Just got word that the CAP(R) course will be run this summer in a modularized (2 seperate 11 day courses) in Meaford. No dates yet but, the OR at my unit is trying to get dates for the course. Anyone else heard anything on this course being run in Meaford? This is great if you aren‘t a student and can‘t get more than a couple weeks off at a time  _like myself_ . If anybody knows anything or is going on this course, it would be good to hear from you.


----------



## ProPatria05 (7 Mar 2003)

About f%@!ing time. This was promised a year ago and never happened. This will be good news for a lot of people I know personally, and I‘m sure many others.


----------



## Devlin (7 Mar 2003)

Have to agree with you it is about time they did this, I mean what was wrong with the old system. As soon as I get more info I will post it here. I have to do the Leadership pack  _(I think it‘s called BOTP)_ , it was a 6 day course last year but it may be a self study thing at the unit level this year, still waiting to find out.


----------



## kurokaze (10 Mar 2003)

they are doing CAP(R) in meaford? 

what dates are you talking about?  I‘m set to go
for CAP(R) in Gagetown from May 05 - Jun 06.


----------



## humint (10 Mar 2003)

I‘m scheduled for BOTP-R Gagetown from 5 June to 14 July and then CAP-R from 16 July to 15 Aug (well, those are approx dates, but you get my drift).

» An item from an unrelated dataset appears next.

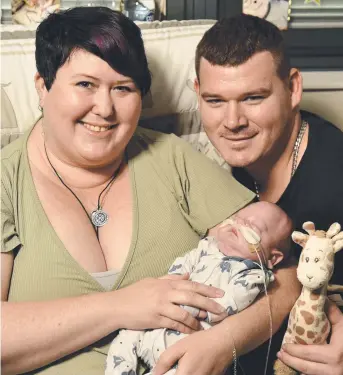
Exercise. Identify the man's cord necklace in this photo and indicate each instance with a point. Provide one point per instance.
(98, 217)
(295, 155)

Meaford would be much better for me. Defintely let me know what develops.


----------



## Recce41 (10 Mar 2003)

MORE MORE Yng Wannabie Officers to fail. Its going to be great for my last few months. HAHAHA


----------



## Devlin (10 Mar 2003)

Recce41

I take it your an instructor at Meaford or Gagetown?

Care to expand on your previous post, is that a challenge for us young wannabies?


----------



## humint (12 Mar 2003)

Hi Recce41. 

Yes, I can‘t wait to meet you too.  You seem like a really great guy and I‘m sure that this summer will be a whole lotta fun     See you in 3 months.


----------



## Recce41 (12 Mar 2003)

Yes I am a DS. I hate it. To be back with the Regt or Ottawa.


----------



## Recce41 (12 Mar 2003)

I‘ll be doing most of the Recce courses.


----------



## humint (13 Mar 2003)

Recce41,

Why do you hate being a DS? Is it because you have to put up with dumb-@ss FNG sh!ts like us who are basically greasy civilians in disguise?


----------



## Recce41 (13 Mar 2003)

Could be. Also you do F%^& all. At the Regt and Ottawa you were always busy. It was enjoyable. You had a purpose in life. And when you get to be a Snr Sgt at the Regt, you have to move on.


----------